J'ignore quelle est la situation à Benghazi, mais à ma connaissance, à Tripoli, les tribunaux ne sont pas opérationnels. Ils se questionnent sur la façon de traiter des affaires déjà jugées sous le gouvernement précédent. Mais que faire dans les cas où un jugement n'a pas encore été rendu? Il reste encore de nombreuses questions juridiques à régler et cela leur prendra du temps. Nous avons l'intention de leur donner des conseils juridiques par l'entremise de nos experts en droit commercial, et d'autres apporteront eux aussi leur contribution.
De façon générale, je dirais qu'en théorie les tribunaux et le système juridique sur lequel ils s'appuient ne sont pas si mal. Le vrai problème, c'est l'ingérence politique. Donc, si l'on retire l'élément politique de l'équation, on réalise que le système est en bon état. Comme vous le savez, dans bon nombre de ces pays, tout va bien sur le plan théorique, mais sur le plan pratique, c'est horrible. Alors, nous nous pencherons sur cet aspect.
Tant à Benghazi qu'à Tripoli, ce sont les avocats qui ont amorcé la révolution. Déterminés à se doter d'une constitution et à établir un meilleur avenir démocratique pour leur pays, ils ont protesté devant les tribunaux. Je me suis entretenue avec certains de ces avocats et ils sont soit de retour au pays, soit en voie d'y revenir. Ils sont engagés à rebâtir leur pays et, bien entendu, ils vont concentrer leurs efforts professionnels sur le système juridique.
En passant, ils savent également qu'ils devront juger les membres du régime précédent. Ce qui les préoccupe, entre autres, c'est le genre de défense auquel ces gens auront droit. C'est donc le genre de questions sur lesquelles ils se penchent.

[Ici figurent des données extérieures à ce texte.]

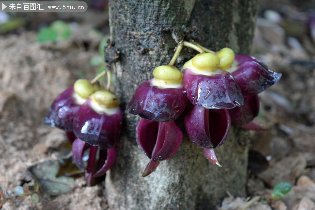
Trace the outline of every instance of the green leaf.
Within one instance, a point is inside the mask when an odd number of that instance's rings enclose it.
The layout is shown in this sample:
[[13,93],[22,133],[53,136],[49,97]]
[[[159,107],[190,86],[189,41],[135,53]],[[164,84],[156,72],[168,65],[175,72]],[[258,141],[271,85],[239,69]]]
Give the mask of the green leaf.
[[55,42],[58,34],[54,30],[48,28],[44,28],[40,30],[37,36],[37,42]]
[[284,181],[279,182],[273,188],[273,192],[270,198],[276,198],[283,197],[290,192],[292,188],[292,185],[289,183]]
[[71,30],[69,24],[62,20],[56,20],[53,22],[49,27],[58,34],[59,38],[67,39],[71,35]]
[[41,189],[50,195],[59,195],[72,190],[74,180],[71,177],[56,177],[59,170],[59,163],[50,160],[32,165],[29,170],[40,182]]

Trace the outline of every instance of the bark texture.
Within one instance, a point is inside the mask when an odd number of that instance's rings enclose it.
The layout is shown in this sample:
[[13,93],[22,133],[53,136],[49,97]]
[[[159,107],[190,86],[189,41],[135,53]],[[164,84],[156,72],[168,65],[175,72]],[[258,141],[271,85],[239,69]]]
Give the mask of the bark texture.
[[[122,108],[154,68],[168,63],[177,42],[194,40],[214,50],[230,46],[248,54],[258,0],[122,0],[110,1],[110,38],[106,60],[116,76]],[[175,66],[197,52],[185,49]],[[116,147],[117,158],[106,180],[108,204],[114,209],[212,209],[228,191],[245,195],[249,139],[232,128],[215,151],[215,166],[184,133],[178,150],[148,177],[141,174],[149,159],[138,148],[139,118],[126,112]]]

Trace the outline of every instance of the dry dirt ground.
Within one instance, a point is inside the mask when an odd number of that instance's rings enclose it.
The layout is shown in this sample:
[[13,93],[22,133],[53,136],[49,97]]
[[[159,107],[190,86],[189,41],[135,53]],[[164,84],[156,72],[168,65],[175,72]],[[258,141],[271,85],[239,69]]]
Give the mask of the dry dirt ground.
[[[249,177],[249,197],[234,198],[228,193],[218,209],[240,209],[259,196],[267,203],[256,202],[248,209],[315,209],[315,40],[305,26],[306,30],[291,34],[283,21],[268,19],[267,15],[257,22],[252,55],[283,77],[259,95],[257,120],[272,125],[272,128],[251,135],[252,149],[268,158],[269,167]],[[0,36],[0,186],[6,197],[3,209],[107,208],[102,195],[104,182],[86,187],[82,176],[76,178],[78,187],[66,194],[49,196],[40,191],[38,203],[13,193],[15,187],[33,182],[29,167],[60,155],[66,141],[63,132],[42,122],[59,94],[79,76],[92,79],[95,75],[97,68],[91,66],[90,60],[98,54],[101,37],[88,32],[98,24],[93,19],[84,20],[70,39],[56,43],[37,43],[36,31]],[[280,181],[291,183],[292,190],[282,198],[269,200],[272,188]]]

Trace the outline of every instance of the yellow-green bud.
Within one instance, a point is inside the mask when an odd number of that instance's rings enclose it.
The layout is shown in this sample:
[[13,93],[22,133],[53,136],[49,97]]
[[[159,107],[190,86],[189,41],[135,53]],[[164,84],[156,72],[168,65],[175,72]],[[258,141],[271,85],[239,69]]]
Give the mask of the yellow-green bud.
[[216,54],[220,59],[220,65],[219,66],[220,69],[227,70],[231,68],[235,58],[233,50],[228,47],[224,47],[217,52]]
[[192,64],[199,71],[215,72],[220,64],[220,59],[212,53],[202,53],[196,55],[192,58]]
[[183,75],[177,68],[170,65],[158,66],[153,70],[155,80],[167,85],[182,83]]
[[91,95],[91,99],[100,107],[107,108],[116,108],[120,104],[120,100],[116,95],[105,90],[94,92]]
[[98,81],[96,81],[95,83],[93,84],[93,85],[94,88],[94,92],[104,89],[104,85],[103,85],[102,84],[100,83]]
[[95,91],[95,88],[87,79],[79,79],[73,85],[75,92],[81,97],[87,99]]

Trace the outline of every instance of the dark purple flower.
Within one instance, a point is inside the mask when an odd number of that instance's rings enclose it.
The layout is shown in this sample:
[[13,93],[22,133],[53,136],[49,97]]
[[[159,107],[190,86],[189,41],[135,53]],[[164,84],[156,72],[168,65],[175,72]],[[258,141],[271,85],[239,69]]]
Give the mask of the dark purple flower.
[[141,119],[136,132],[138,147],[150,159],[142,177],[151,174],[160,161],[172,157],[183,138],[182,131],[174,121],[158,122]]
[[234,77],[244,96],[257,95],[278,82],[282,75],[261,60],[243,55],[235,56],[232,67],[227,71]]
[[252,121],[259,112],[259,99],[257,95],[244,97],[244,104],[242,106],[229,109],[232,125],[243,129],[263,131],[269,126],[262,125]]
[[312,12],[309,15],[307,25],[310,30],[311,37],[315,43],[315,12]]
[[188,99],[206,109],[232,108],[243,105],[243,96],[233,77],[218,69],[211,75],[196,75],[187,69],[183,82]]
[[251,122],[259,112],[259,99],[257,95],[246,96],[244,105],[229,109],[232,125],[240,126]]
[[155,79],[142,83],[127,105],[129,113],[151,120],[170,121],[183,112],[188,100],[183,85],[176,88],[159,88]]
[[81,140],[93,146],[98,146],[101,149],[108,150],[117,143],[122,122],[123,115],[119,106],[100,107],[89,99],[78,111],[73,121],[73,132]]
[[219,163],[213,148],[205,148],[204,147],[202,147],[201,150],[202,150],[205,157],[209,160],[209,161],[217,166],[222,167],[222,165]]
[[184,122],[191,141],[206,148],[215,148],[221,144],[231,126],[227,109],[208,109],[196,106],[187,114]]
[[[84,166],[82,157],[84,150],[90,148],[89,159],[86,168]],[[99,150],[98,160],[96,160],[97,150]],[[116,159],[116,153],[114,148],[102,150],[97,147],[90,146],[79,138],[72,144],[73,161],[80,169],[85,172],[87,185],[93,184],[94,178],[104,175],[111,167]]]
[[73,119],[80,107],[75,94],[73,87],[71,87],[59,95],[49,108],[44,124],[72,132]]

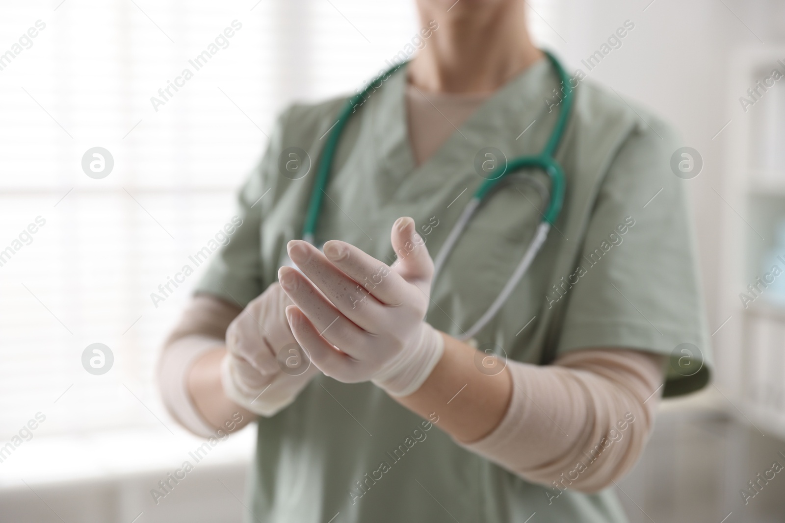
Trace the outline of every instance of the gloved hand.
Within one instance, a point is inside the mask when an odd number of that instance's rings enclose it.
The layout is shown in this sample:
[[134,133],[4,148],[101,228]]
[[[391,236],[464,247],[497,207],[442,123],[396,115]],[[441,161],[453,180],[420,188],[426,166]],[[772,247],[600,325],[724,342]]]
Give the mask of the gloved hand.
[[430,375],[444,341],[423,321],[433,262],[414,220],[399,218],[391,241],[392,267],[344,242],[327,242],[322,254],[293,240],[289,256],[303,274],[283,267],[278,278],[294,302],[286,310],[292,332],[324,374],[407,396]]
[[274,283],[226,330],[224,391],[261,416],[272,416],[291,403],[319,372],[292,336],[285,313],[289,305],[291,300]]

En ce qui concerne l'établissement du gouvernement, le CNT a lui-même élaboré la carte routière du processus qu'il a présenté au Groupe de contact qui s'est réuni à Rome — je crois que c'était en avril. Le processus comprend plusieurs étapes, dont la constitution d'un gouvernement intérimaire et d'un congrès national élargi qui aura, entre autres, la responsabilité de lancer la réconciliation nationale . Ces étapes s'amorceront dès que le nouveau gouvernement aura déclaré la libération du pays, ce qu'il n'a pas encore fait. Des discussions ont eu lieu sur la façon de procéder. Tripoli, la capitale du pays, a été libérée, ce qui constitue une étape importante. Mais d'autres régions du pays attendent encore. C'est donc sur cela que le nouveau gouvernement se concentre. Son but, c'est que toutes les régions du pays puissent participer à ce processus, et pour le moment, ce n'est pas le cas.